In a business partnership, a fair credit card arrangement could mean both partners assume risk and reap the rewards. If one is still a student, the arrangement may have to change.
Dear Your Business Credit,
I’m a first-year law student, but before law school, I started a logistics company with my partner. The company grosses about $500,000 a year.
When I started, my partner started to receive a salary for taking care of all the work. Also, both of the company’s credit cards (American Express business cards), which are used to spend a substantial amount every month, are under his name.
My question: Is he reaping all of the benefits now? Before, the credit payment was split, so we both would spend half and pay at the end of the month. What is fair now?
Also, how much does my company Dun & Bradstreet score affect the value of my company? I have a $50,000 liability that I would like to now refinance at a rate lower than the ridiculous 12 percent. – Erick
These are great questions. I wrote to you for more clarification of your situation, but I did not hear back, so I will have to work with the information at hand.

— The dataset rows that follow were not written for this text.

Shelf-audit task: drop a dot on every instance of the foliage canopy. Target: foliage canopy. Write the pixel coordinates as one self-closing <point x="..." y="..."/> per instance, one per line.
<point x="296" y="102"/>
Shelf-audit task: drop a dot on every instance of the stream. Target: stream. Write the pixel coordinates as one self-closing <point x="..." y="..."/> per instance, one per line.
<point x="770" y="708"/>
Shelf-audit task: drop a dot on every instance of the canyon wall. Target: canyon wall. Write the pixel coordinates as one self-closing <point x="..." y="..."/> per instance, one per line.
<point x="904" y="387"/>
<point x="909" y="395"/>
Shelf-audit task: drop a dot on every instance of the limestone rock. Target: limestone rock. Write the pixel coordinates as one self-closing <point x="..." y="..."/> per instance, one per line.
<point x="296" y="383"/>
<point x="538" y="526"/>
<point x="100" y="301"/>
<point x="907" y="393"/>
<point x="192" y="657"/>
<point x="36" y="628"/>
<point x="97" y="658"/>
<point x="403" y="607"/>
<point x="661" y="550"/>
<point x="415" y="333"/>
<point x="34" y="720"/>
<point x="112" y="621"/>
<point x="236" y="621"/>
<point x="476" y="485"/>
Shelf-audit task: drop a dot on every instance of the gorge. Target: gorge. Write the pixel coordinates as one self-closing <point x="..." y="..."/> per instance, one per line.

It sounds as if you are a full-time student and your partner is still doing all of the work in the business. As an objective observer, it sounds as if he is the only one who should be getting a salary. If you are doing some work for the business, such as consulting, but are not getting paid for it, you could work out arrangements through which you get paid an hourly rate or some other form of compensation for what you contribute so that you don’t feel resentful.

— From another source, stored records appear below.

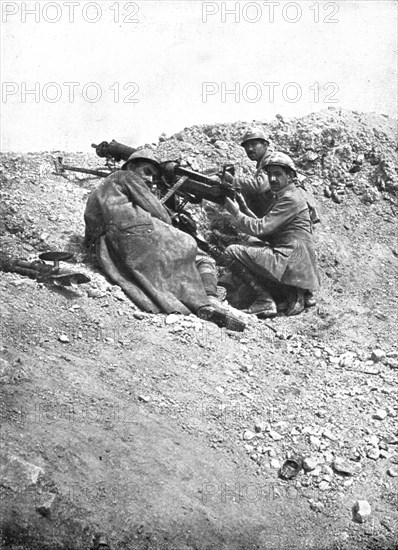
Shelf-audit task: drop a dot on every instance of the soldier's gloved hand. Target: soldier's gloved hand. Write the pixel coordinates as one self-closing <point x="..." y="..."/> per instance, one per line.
<point x="231" y="206"/>
<point x="229" y="178"/>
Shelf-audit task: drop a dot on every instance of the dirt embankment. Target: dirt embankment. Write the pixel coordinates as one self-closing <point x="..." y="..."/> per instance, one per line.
<point x="144" y="431"/>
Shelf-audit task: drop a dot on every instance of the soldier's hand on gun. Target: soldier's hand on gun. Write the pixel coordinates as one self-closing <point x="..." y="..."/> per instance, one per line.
<point x="231" y="206"/>
<point x="226" y="176"/>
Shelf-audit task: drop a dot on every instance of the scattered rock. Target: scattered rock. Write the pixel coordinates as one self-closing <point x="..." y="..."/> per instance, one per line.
<point x="95" y="293"/>
<point x="309" y="464"/>
<point x="16" y="472"/>
<point x="361" y="511"/>
<point x="144" y="398"/>
<point x="246" y="367"/>
<point x="328" y="434"/>
<point x="45" y="508"/>
<point x="275" y="435"/>
<point x="248" y="435"/>
<point x="275" y="463"/>
<point x="138" y="315"/>
<point x="378" y="355"/>
<point x="374" y="454"/>
<point x="344" y="467"/>
<point x="317" y="506"/>
<point x="380" y="414"/>
<point x="315" y="441"/>
<point x="172" y="318"/>
<point x="260" y="427"/>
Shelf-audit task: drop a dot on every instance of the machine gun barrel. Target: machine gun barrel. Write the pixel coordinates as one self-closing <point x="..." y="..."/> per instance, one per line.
<point x="113" y="150"/>
<point x="196" y="185"/>
<point x="60" y="168"/>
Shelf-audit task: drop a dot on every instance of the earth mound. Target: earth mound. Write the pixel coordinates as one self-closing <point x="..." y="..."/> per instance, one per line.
<point x="131" y="431"/>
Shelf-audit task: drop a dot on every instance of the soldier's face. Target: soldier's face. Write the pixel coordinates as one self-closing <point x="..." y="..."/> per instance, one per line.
<point x="278" y="177"/>
<point x="255" y="148"/>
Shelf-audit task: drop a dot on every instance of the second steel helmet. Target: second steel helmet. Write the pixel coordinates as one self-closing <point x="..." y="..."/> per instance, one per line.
<point x="254" y="133"/>
<point x="142" y="154"/>
<point x="281" y="159"/>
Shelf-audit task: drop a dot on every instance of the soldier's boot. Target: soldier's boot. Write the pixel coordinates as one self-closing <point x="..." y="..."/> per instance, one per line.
<point x="215" y="313"/>
<point x="295" y="301"/>
<point x="263" y="305"/>
<point x="309" y="300"/>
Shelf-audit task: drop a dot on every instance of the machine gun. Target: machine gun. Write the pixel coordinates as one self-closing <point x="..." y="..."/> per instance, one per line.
<point x="177" y="180"/>
<point x="177" y="186"/>
<point x="43" y="272"/>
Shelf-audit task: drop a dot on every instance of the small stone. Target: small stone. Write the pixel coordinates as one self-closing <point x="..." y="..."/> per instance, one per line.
<point x="374" y="454"/>
<point x="345" y="468"/>
<point x="361" y="511"/>
<point x="317" y="506"/>
<point x="248" y="435"/>
<point x="138" y="315"/>
<point x="327" y="470"/>
<point x="315" y="441"/>
<point x="380" y="414"/>
<point x="45" y="508"/>
<point x="384" y="454"/>
<point x="275" y="463"/>
<point x="260" y="427"/>
<point x="371" y="369"/>
<point x="378" y="355"/>
<point x="346" y="360"/>
<point x="392" y="363"/>
<point x="373" y="440"/>
<point x="328" y="434"/>
<point x="309" y="464"/>
<point x="275" y="435"/>
<point x="246" y="367"/>
<point x="144" y="398"/>
<point x="172" y="318"/>
<point x="95" y="293"/>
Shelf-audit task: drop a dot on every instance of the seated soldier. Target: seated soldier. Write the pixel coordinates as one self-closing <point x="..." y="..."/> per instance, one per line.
<point x="285" y="254"/>
<point x="157" y="265"/>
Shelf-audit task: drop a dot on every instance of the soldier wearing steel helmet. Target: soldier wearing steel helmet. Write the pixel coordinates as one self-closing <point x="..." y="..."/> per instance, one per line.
<point x="284" y="257"/>
<point x="255" y="189"/>
<point x="158" y="266"/>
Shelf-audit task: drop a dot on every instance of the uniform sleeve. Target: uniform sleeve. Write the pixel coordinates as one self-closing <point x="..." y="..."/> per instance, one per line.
<point x="253" y="185"/>
<point x="282" y="212"/>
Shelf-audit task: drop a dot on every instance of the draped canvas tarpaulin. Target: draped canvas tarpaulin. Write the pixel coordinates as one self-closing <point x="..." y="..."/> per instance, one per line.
<point x="139" y="249"/>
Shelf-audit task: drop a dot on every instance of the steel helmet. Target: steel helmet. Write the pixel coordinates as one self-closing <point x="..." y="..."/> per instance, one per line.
<point x="142" y="154"/>
<point x="254" y="133"/>
<point x="281" y="159"/>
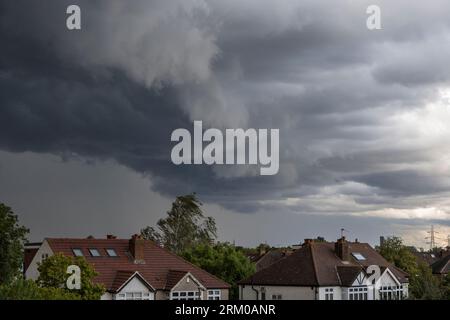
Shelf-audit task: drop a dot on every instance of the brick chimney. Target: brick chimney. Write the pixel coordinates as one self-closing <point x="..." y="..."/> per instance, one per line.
<point x="136" y="246"/>
<point x="341" y="249"/>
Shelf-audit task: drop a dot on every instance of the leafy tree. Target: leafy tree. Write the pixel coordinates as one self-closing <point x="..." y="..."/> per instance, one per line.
<point x="184" y="226"/>
<point x="21" y="289"/>
<point x="12" y="239"/>
<point x="395" y="252"/>
<point x="53" y="274"/>
<point x="222" y="260"/>
<point x="424" y="285"/>
<point x="445" y="287"/>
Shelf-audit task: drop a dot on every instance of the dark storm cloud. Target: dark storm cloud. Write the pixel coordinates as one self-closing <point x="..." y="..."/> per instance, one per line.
<point x="349" y="102"/>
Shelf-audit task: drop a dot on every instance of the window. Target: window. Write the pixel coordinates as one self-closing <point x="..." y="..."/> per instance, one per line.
<point x="358" y="293"/>
<point x="358" y="256"/>
<point x="77" y="252"/>
<point x="329" y="294"/>
<point x="391" y="293"/>
<point x="138" y="295"/>
<point x="94" y="252"/>
<point x="213" y="294"/>
<point x="185" y="295"/>
<point x="111" y="252"/>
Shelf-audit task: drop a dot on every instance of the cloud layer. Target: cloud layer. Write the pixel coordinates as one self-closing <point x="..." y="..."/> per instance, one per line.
<point x="363" y="115"/>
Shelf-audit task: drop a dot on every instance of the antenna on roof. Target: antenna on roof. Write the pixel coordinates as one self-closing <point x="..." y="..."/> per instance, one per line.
<point x="342" y="232"/>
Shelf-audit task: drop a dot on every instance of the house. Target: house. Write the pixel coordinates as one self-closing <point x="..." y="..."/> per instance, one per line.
<point x="264" y="259"/>
<point x="133" y="269"/>
<point x="327" y="271"/>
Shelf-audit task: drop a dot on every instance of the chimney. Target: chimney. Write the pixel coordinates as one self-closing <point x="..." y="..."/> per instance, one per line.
<point x="381" y="240"/>
<point x="136" y="246"/>
<point x="341" y="249"/>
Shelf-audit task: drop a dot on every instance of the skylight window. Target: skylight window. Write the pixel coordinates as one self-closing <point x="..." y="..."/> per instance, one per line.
<point x="94" y="252"/>
<point x="111" y="252"/>
<point x="358" y="256"/>
<point x="77" y="252"/>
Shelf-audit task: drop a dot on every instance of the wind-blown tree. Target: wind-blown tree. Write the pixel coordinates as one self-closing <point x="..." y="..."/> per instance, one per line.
<point x="12" y="240"/>
<point x="422" y="283"/>
<point x="53" y="274"/>
<point x="184" y="227"/>
<point x="394" y="251"/>
<point x="224" y="261"/>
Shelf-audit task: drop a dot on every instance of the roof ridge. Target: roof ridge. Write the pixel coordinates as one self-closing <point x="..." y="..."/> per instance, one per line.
<point x="316" y="273"/>
<point x="188" y="262"/>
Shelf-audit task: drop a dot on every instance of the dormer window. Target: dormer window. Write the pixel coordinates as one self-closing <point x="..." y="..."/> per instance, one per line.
<point x="358" y="256"/>
<point x="111" y="252"/>
<point x="94" y="252"/>
<point x="77" y="252"/>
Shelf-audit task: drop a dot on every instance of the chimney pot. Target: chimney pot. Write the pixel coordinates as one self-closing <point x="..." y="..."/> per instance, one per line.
<point x="341" y="249"/>
<point x="136" y="247"/>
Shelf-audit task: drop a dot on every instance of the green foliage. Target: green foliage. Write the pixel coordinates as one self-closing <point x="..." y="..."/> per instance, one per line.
<point x="424" y="285"/>
<point x="184" y="226"/>
<point x="445" y="287"/>
<point x="12" y="239"/>
<point x="222" y="260"/>
<point x="53" y="274"/>
<point x="21" y="289"/>
<point x="395" y="252"/>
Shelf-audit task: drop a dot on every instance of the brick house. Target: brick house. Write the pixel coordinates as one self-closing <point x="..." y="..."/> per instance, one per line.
<point x="327" y="271"/>
<point x="132" y="269"/>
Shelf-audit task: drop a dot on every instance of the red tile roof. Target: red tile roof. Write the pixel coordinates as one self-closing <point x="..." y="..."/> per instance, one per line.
<point x="173" y="277"/>
<point x="317" y="264"/>
<point x="157" y="269"/>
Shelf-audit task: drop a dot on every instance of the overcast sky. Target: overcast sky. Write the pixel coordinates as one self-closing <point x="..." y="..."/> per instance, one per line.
<point x="364" y="116"/>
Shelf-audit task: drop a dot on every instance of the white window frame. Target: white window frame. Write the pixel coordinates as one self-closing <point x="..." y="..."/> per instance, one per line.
<point x="329" y="293"/>
<point x="133" y="295"/>
<point x="185" y="295"/>
<point x="391" y="292"/>
<point x="358" y="293"/>
<point x="214" y="294"/>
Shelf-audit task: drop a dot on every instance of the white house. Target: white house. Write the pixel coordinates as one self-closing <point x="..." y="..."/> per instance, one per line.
<point x="132" y="269"/>
<point x="328" y="271"/>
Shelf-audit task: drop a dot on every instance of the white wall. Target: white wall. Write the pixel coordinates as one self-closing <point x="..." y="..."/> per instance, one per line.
<point x="32" y="271"/>
<point x="136" y="285"/>
<point x="287" y="292"/>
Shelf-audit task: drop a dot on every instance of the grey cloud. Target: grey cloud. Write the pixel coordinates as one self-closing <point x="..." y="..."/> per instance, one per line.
<point x="119" y="87"/>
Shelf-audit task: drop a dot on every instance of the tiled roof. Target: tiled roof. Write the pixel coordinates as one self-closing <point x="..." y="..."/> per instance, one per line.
<point x="317" y="264"/>
<point x="173" y="277"/>
<point x="157" y="267"/>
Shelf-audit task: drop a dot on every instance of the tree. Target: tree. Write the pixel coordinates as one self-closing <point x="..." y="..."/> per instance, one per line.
<point x="21" y="289"/>
<point x="53" y="274"/>
<point x="395" y="252"/>
<point x="445" y="287"/>
<point x="185" y="226"/>
<point x="222" y="260"/>
<point x="12" y="240"/>
<point x="424" y="285"/>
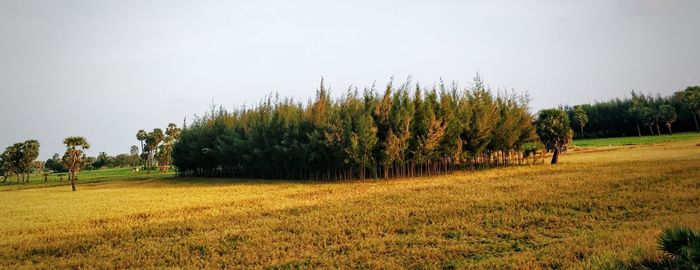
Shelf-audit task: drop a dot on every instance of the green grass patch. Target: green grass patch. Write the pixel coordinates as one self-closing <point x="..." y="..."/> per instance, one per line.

I didn’t understand what you meant when you said, “Before, the credit payment was split, so we both would spend half and pay at the end of the month,” so unfortunately, I can’t address that part.
Is it fair for him to keep the American Express card in his name?
That really depends. By keeping the debts in his name, your partner is taking on a substantial amount of risk. While the business is bringing in $500,000 in annual revenue, you don’t say if it is profitable, and it has $50,000 in debt. If the business is losing money, maxing out the card and/or paying the American Express bill late, the arrangement could pose risks to his personal credit.
How one uses a business card can affect your business credit, as I covered in a recent column, “Business credit card can damage your personal credit.” In that case, he may be wondering if it is fair for him to keep the bill in his name.
But let’s assume the business does stay current on its bills and isn’t maxing out the card. Yes, he could be benefiting from building his credit and from any points accumulated, unless you arranged for those to be used by the business to cover business expenses.
If you feel this arrangement is no longer fair, you could offer to open up a card in your name and start using your card for some of the charges, but bear in mind that you also will be assuming some risks by doing that. If you are not working while in school, getting a card with a high credit limit might also be difficult.
Business valuations are pretty complicated and look at many factors, so it isn’t possible for me to say how much your Dun & Bradstreet score comes into play. If you are serious about wanting to determine the value of your business, I would ask industry colleagues to refer you to an independent business valuation expert.
You can get a ballpark idea by using the sample valuation report provided by BizBuySell, a large marketplace for small businesses. It will cost you $19.95 to $59.95, depending on the total number of available businesses for sale and sold that are analyzed in the report.
Your firm’s Dun & Bradstreet score does, of course, affect your business credit, but it is not the only score that lenders use to evaluate a business’s creditworthiness. You also need to pay attention to your business’s scores from Experian and Equifax, as I discussed in a recent column, “How to check a small business’s credit report.”
Typically, lenders also look at a small business owner’s personal credit when deciding whether to make a loan. What this means is if you or your partner wants to get a new card to do a balance transfer or refinance your liability, working to improve your personal credit by, for instance, paying down high balances, should help you in your quest for a lower interest rate.
If your business partner has high credit utilization and you have access to additional credit under your own name, doing a balance transfer to a card offering a 0-percent interest deal could enable you to get access to some of the benefits, such as the rewards points – but only if you stay current on your bills.